WHEN the QL sales finally take off there will no doubt be people buying the machine who have no previous experience with computers. For that reason the two books QL Quill and QL Easel are a comprehensive guide to their operation.
QL Quill was written by Clare Spottiswoode and Francesca Simon. The former has had a great deal of experience with both mainframes and micros. Francesca Simon, as arts journalist for the Sunday Times, has expertise in writing for a non-computerate audience.
It is that combination which is responsible for the jargon-free nature of the book, which takes you step by step through the operation of Quill, the word processing program for the QL. The book is well laid out with ample explanation of each new concept. Besides that each new task is tied in to the story of Harold and Joyce Blake, their daughter Miranda, and her besotted admirer Nigel Wooton. Cartoons, from Derek Alder of the Sunday Times liven up the text. Whether you like or loathe the family concerned, the tale of Harold, a soft toy manufacturer, and Joyce, setting up her jewellery business, provide adequate examples of the uses of Quill in a business.
The book not only teaches you how to use the program, but also contains a great deal of sound business advice. An example of that is Joyce's action plan for Jada Jewellery which contains all the necessary ingredients for preliminary action before starting a new trading venture.
One tiny quibble comes at the beginning, when you are warned "Don't ever plug in a monitor when the computer is switched on, or you could blow your system." That is not in bold characters but lost in the text which preambles setting up the computer.

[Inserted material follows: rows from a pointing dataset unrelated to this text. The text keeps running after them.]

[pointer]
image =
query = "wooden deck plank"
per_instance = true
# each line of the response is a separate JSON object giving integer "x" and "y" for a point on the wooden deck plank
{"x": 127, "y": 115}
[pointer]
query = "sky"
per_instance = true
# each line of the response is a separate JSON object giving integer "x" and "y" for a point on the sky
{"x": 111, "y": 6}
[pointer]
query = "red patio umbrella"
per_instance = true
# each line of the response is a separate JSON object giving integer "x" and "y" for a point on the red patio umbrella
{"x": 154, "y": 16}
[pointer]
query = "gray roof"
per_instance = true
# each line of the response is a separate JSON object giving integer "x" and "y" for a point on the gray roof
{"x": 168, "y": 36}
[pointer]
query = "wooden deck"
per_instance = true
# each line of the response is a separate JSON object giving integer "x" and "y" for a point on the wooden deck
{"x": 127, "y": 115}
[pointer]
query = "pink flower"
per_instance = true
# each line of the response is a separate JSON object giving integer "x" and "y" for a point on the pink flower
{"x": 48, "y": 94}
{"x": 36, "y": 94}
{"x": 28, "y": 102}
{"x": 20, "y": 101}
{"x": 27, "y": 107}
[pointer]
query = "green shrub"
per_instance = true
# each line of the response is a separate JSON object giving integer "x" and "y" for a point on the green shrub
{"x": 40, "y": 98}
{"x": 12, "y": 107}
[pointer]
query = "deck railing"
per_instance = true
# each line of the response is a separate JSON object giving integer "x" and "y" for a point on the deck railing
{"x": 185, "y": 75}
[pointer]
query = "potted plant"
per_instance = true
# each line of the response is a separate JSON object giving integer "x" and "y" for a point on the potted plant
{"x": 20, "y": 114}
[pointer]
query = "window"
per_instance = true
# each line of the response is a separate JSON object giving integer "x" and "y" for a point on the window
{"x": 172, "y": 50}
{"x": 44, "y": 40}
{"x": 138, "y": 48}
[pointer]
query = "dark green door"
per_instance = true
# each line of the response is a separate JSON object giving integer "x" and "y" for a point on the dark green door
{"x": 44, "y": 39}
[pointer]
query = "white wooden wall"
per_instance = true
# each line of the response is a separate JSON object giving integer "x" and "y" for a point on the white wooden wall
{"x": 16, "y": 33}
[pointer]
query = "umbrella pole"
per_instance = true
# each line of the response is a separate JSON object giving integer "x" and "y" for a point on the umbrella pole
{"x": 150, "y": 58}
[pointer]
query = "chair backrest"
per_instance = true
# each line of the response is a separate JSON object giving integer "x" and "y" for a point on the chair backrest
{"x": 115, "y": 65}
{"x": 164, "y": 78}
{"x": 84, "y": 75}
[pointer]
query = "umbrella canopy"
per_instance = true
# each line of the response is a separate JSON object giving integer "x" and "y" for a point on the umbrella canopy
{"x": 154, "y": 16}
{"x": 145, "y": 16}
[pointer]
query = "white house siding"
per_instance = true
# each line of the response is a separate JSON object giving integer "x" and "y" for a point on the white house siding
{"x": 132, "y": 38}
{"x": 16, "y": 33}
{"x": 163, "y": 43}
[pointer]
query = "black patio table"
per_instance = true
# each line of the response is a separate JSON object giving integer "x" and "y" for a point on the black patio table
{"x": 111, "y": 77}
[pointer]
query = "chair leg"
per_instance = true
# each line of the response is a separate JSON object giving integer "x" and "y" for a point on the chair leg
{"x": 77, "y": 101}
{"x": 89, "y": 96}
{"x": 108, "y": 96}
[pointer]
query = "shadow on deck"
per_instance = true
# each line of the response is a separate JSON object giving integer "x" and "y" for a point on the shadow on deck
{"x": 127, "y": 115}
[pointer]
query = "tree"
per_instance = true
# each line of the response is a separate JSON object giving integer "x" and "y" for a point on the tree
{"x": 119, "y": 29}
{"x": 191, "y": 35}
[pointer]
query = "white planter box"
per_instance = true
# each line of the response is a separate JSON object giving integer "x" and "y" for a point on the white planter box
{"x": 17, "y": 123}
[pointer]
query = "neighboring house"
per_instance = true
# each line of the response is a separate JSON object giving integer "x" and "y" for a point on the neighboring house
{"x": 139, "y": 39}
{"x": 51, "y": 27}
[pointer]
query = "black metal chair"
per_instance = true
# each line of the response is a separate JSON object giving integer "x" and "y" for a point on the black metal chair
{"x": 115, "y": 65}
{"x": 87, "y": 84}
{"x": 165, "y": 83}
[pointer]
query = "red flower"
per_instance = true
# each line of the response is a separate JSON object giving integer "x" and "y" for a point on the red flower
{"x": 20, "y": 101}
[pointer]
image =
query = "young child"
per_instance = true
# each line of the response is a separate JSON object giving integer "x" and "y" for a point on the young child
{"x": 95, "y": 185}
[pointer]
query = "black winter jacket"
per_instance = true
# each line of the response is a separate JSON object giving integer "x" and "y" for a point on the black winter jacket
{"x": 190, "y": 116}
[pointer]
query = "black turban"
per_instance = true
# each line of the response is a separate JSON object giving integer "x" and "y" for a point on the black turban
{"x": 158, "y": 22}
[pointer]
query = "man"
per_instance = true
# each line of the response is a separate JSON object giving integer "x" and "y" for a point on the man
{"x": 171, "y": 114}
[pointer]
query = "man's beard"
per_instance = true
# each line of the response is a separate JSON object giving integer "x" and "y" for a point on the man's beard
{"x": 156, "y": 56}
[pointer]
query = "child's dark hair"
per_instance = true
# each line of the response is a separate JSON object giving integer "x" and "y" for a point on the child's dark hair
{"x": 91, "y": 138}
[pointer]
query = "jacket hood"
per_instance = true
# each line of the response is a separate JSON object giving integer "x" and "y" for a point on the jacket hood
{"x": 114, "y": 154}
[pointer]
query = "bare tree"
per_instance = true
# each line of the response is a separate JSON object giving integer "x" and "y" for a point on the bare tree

There is also an error in the instructions for Search and Replace. If you follow the book the procedure does not work; simply follow the screen instructions instead.
QL Easel, written by Alison Spottiswoode, who is as well qualified as her sister in the micro field, is written in a similar vein. There are more examples based on Harold and Joyce. The power of the program is readily accessible, and by illustrating that power the author has made it extremely easy for the business user to understand the usefulness of graphic interpretations of business figures.